Now, they say, the repression is reaching new levels as the president’s heirs step up attacks to compensate for their lack of Chavez’s political acumen, charisma and moral authority.
Liliana Ortega, director of the COFAVIC human rights group, says the government acts with “military logic: You are loyal to me to the end. One small criticism, and you’re my enemy.”
The government has vilified Capriles as a “fascist” conspiring with U.S. putschists against the homeland. It hauls opposition leaders into court on criminal corruption charges. And it has impoverished Capriles’ campaign by wielding tax investigators against donors, the opposition says,
Venezuelans learned Monday that the owners of the last remaining TV channel critical of the government were selling the channel, under what they described as government coercion. And on Wednesday, Interior Minister Nestor Reverol announced the arrest of a 53-year-old woman for sending “destabilizing” messages on Twitter. He offered few details, and the woman could not be located.
All this as the Chavista leadership choreographs Maduro’s succession, dipping into a treasury fortified by revenues from the world’s largest oil reserves and wielding a state media machine that takes control of all airwaves at will.

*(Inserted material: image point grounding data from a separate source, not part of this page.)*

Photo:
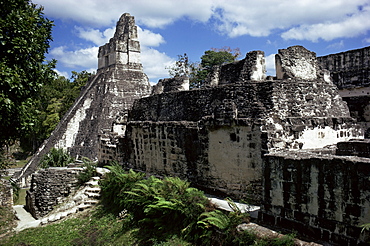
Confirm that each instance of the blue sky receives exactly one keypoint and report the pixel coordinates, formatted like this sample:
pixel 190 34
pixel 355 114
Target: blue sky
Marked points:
pixel 168 28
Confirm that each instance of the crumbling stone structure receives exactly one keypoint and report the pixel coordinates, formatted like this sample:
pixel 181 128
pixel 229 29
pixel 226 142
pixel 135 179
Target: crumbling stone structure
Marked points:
pixel 318 195
pixel 251 68
pixel 241 135
pixel 6 193
pixel 49 187
pixel 296 62
pixel 107 97
pixel 349 70
pixel 180 83
pixel 216 136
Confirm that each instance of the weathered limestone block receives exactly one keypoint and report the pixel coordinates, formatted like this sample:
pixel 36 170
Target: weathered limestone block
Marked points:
pixel 6 193
pixel 157 88
pixel 354 147
pixel 348 69
pixel 49 187
pixel 251 68
pixel 296 62
pixel 320 196
pixel 124 47
pixel 119 81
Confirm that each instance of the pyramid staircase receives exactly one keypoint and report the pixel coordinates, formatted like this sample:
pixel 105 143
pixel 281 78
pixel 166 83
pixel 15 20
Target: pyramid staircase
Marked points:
pixel 85 197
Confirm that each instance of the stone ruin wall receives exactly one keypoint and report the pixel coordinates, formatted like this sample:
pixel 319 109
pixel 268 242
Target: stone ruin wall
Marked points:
pixel 349 70
pixel 209 135
pixel 50 187
pixel 6 193
pixel 216 137
pixel 321 196
pixel 106 99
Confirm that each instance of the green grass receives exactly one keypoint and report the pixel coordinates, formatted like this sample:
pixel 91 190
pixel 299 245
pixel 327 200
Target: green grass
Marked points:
pixel 97 227
pixel 19 163
pixel 7 220
pixel 94 228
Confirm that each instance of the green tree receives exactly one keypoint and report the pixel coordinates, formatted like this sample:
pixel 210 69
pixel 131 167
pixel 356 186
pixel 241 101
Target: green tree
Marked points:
pixel 211 58
pixel 54 100
pixel 198 72
pixel 24 39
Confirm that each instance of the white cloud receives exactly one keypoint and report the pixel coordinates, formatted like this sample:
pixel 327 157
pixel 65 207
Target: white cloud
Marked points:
pixel 81 58
pixel 350 26
pixel 338 46
pixel 62 73
pixel 302 20
pixel 149 38
pixel 155 63
pixel 159 13
pixel 270 65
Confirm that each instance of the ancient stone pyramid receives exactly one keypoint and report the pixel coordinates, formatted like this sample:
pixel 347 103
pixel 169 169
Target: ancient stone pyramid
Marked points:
pixel 109 94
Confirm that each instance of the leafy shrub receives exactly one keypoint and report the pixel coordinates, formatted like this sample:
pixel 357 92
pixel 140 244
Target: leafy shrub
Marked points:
pixel 115 184
pixel 56 158
pixel 168 210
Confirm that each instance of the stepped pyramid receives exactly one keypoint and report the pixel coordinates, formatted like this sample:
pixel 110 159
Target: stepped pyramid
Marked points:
pixel 107 96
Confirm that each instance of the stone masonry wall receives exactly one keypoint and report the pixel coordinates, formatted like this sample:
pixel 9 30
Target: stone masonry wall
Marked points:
pixel 107 96
pixel 348 69
pixel 216 137
pixel 48 189
pixel 321 196
pixel 219 159
pixel 6 193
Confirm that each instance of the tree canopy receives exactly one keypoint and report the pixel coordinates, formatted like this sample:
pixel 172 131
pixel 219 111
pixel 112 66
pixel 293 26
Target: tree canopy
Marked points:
pixel 54 100
pixel 198 71
pixel 25 35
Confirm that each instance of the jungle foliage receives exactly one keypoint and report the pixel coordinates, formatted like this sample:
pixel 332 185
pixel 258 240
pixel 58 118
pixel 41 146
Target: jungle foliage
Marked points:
pixel 197 72
pixel 168 208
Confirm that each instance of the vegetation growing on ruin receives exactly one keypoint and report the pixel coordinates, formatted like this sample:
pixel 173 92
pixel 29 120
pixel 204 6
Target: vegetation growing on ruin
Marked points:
pixel 198 71
pixel 147 211
pixel 56 158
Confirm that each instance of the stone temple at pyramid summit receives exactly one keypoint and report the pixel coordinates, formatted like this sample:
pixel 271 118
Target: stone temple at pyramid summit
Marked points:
pixel 295 144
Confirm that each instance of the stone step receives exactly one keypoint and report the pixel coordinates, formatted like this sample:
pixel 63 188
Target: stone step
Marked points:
pixel 82 207
pixel 92 183
pixel 92 194
pixel 91 202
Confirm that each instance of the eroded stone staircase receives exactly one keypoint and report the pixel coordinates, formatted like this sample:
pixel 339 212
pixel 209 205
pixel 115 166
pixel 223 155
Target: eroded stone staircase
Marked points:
pixel 84 198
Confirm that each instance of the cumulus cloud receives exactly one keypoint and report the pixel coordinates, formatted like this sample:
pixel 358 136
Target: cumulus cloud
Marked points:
pixel 301 20
pixel 350 26
pixel 339 45
pixel 149 38
pixel 61 73
pixel 155 63
pixel 270 65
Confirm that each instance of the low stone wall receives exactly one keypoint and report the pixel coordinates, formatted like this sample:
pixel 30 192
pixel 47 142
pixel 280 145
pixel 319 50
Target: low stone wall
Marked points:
pixel 6 193
pixel 321 196
pixel 49 187
pixel 348 69
pixel 221 159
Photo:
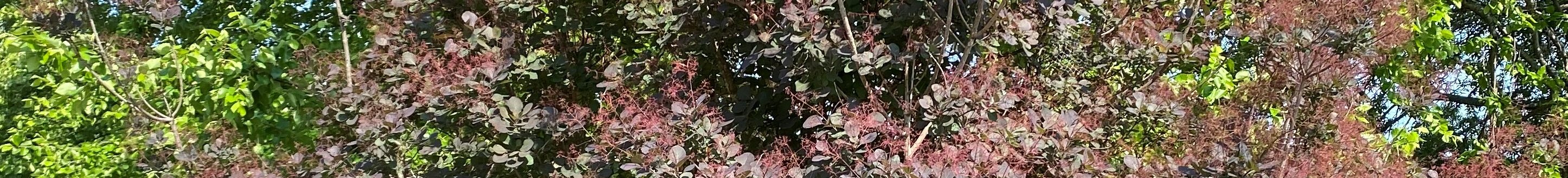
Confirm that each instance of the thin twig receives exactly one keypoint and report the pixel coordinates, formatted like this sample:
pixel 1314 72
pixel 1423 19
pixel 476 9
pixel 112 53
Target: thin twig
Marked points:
pixel 908 154
pixel 99 46
pixel 349 62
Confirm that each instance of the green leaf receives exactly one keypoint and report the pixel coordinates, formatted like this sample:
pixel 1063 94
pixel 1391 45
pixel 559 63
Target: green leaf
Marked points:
pixel 66 89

“It is classic consolidation of power in a crisis,” said Adam Isacson, security analyst at the Washington Office on Latin America. “There was always an effort to at least put a patina of legality on what was being done. There was always a process. There’s not much of a process now.”
“There is a blurring of constitutional mandates right now,” said Miguel Tinker Salas, a Latin American studies professor at Pomona College in California. “Maduro does not have the charisma, and the connection that Hugo Chavez had historically with the population.”
In February, authorities briefly detained the pilots of a loaned private plane that had brought Capriles back from a family visit to New York, with officials searching the plane up and down, people close to the candidate said on condition of anonymity due to the matter’s sensitivity.
And no sooner had Capriles announced his candidacy Sunday than Maduro was on the air, accusing him of seeking to provoke violence and suggesting he could face criminal charges for insulting Chavez’s family.
Although Venezuela’s high inflation, food shortages and rampant crime provide ample ammunition for criticizing the leadership, a hard political reality is that the opposition can’t match the enormous resources the government wields to win over voters, including a flurry of state TV channels that deluge the public with hours of fawning video of Maduro handing out free government housing and praying for the late leader.
Capriles’ campaign, meanwhile, is nearly destitute, carrying nearly $1 million in debt from the last campaign, said his campaign finance director, Rafael Guzman.
Although Venezuelan law allows businesses and individuals to freely make political contributions of any amount, the Chavista government persecutes people who donate to opposition candidates as if they were breaking the law, Guzman said.
“Here in Venezuela, it is basically a crime to do opposition politics,” he said.
If big companies contribute, tax authorities immediately jump on them and begin auditing for accounting irregularities, he said. “So we don’t even go to big companies,” he said.